Re: "re" and "fwd" translations



On Thu, 17 January 09:03 Pawel Salek wrote:
> Hi,
> 
> I remember some discussion whether reply and forward prefixes "re" and "fwd" 
> should be translated or not. Unfortunately, I do not remember the 
> conclusion. I could not find quickly any reference to them in RFC neither. 
> Can anyone enlighten me?

My own feeling is that it is better for the canonic format to be used in the 
subject headers.

RFC 2822 appears to recommend the use of "Re:" regardless of language.  It is 
silent on use of Fwd:

    The "Subject:" field is the most
    common and contains a short string identifying the topic of the
    message.  When used in a reply, the field body MAY start with the
    string "Re: " (from the Latin "res", in the matter of) followed by
    the contents of the "Subject:" field body of the original message.
    If this is done, only one instance of the literal string "Re: " ought
    to be used since use of other strings or more than one instance can
    lead to undesirable consequences.

The above paragraph suggests that the prefix Re: is special and that when 
present, the string "Re:" should not appear elsewhere on the subject line.  
Unfortunately the MAY in the above makes it unclear as to the exact meaning of 
the text or if a requirement is being imposed.  I assume "other strings" means 
alternative strings with the same meaning as Re:, e.g. translations.
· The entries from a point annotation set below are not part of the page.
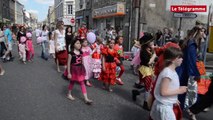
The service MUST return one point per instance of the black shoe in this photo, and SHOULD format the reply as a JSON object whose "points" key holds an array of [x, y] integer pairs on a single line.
{"points": [[135, 93], [145, 106], [138, 86]]}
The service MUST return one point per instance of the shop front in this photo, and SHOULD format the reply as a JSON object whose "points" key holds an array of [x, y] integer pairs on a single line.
{"points": [[109, 16]]}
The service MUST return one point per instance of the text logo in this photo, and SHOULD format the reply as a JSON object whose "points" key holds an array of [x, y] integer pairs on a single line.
{"points": [[188, 8]]}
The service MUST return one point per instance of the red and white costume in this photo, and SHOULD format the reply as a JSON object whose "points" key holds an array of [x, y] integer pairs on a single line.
{"points": [[96, 56]]}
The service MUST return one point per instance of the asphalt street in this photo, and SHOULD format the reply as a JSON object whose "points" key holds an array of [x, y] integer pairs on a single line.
{"points": [[36, 91]]}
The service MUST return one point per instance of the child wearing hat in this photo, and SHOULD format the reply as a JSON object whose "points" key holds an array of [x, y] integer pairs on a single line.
{"points": [[146, 72], [22, 49]]}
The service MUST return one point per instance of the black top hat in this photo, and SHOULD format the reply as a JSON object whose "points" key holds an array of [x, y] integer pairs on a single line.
{"points": [[147, 38]]}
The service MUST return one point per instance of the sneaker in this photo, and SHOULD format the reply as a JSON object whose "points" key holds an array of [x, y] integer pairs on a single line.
{"points": [[118, 81], [138, 86], [2, 72], [135, 93], [64, 77], [145, 106], [70, 97], [206, 109], [88, 102], [192, 116], [88, 84]]}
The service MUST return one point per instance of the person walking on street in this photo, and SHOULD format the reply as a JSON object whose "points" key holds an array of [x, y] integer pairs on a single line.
{"points": [[2, 71], [3, 47], [68, 37], [119, 48], [188, 71], [87, 61], [60, 46], [205, 102], [168, 87], [8, 38], [76, 70], [30, 47], [44, 43]]}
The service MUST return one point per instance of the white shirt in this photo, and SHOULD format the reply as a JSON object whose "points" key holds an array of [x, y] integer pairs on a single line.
{"points": [[1, 36], [174, 85], [38, 32], [44, 35], [60, 42]]}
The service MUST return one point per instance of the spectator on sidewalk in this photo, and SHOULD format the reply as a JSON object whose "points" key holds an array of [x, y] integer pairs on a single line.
{"points": [[2, 43], [9, 43], [188, 71], [206, 101], [2, 71]]}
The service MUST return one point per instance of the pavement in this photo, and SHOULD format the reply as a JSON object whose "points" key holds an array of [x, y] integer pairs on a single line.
{"points": [[36, 91]]}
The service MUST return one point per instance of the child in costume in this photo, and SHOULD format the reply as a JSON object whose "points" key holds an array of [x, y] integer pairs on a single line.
{"points": [[30, 48], [96, 56], [76, 70], [87, 60], [109, 60], [146, 72], [51, 45], [136, 57], [168, 87], [119, 48], [22, 49]]}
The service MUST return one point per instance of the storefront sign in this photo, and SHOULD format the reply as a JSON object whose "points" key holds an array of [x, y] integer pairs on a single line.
{"points": [[114, 10], [185, 15], [69, 21]]}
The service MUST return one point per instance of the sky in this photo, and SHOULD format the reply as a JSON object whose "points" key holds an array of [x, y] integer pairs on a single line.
{"points": [[40, 7]]}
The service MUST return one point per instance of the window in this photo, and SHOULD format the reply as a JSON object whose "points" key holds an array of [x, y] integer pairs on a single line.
{"points": [[69, 9]]}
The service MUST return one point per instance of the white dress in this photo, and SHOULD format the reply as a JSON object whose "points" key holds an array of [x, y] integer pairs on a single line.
{"points": [[60, 45], [162, 108], [51, 47]]}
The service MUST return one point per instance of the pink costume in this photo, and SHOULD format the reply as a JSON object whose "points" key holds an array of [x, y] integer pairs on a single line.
{"points": [[22, 51], [30, 49], [87, 61], [136, 60], [96, 56]]}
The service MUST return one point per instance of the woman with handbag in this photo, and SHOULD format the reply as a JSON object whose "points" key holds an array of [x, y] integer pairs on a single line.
{"points": [[188, 71], [44, 43], [60, 46], [168, 87]]}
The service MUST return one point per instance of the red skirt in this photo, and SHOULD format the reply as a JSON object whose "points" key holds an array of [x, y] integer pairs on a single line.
{"points": [[78, 73], [62, 57], [109, 75], [147, 81]]}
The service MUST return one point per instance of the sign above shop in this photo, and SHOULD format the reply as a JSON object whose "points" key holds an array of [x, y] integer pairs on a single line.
{"points": [[185, 15], [108, 11], [69, 21]]}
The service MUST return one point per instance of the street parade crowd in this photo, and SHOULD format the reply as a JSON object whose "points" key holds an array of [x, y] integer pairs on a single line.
{"points": [[170, 69]]}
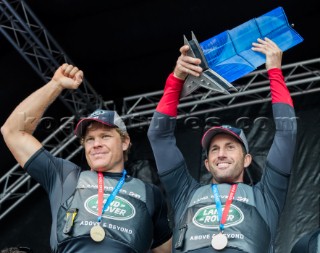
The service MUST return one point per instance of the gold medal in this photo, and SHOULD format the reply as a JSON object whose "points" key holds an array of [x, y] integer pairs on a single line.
{"points": [[97, 233], [219, 241]]}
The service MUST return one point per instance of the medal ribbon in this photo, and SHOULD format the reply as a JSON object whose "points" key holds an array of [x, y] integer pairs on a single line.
{"points": [[223, 216], [112, 195]]}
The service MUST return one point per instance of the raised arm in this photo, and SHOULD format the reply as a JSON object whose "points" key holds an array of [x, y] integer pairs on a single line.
{"points": [[282, 150], [18, 129], [161, 130]]}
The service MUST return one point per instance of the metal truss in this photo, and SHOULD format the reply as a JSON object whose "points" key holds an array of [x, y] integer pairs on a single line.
{"points": [[301, 78]]}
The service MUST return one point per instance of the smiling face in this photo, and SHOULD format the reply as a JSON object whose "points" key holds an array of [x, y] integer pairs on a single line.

It is a shame the language here is so vague - IMO, the requirements  should 
have been stated as imperatives if there is a potential interoperability issue 
or not at all.

IIRC, when this was discussed in the IETF drums WG, the intention was to 
assist automated processors to spot the Re: prefix; e.g. an MUA might use Re: 
to thread the messages by their subject line, translate the prefix to the 
user's language or clean up the Re:* mess before sending a message.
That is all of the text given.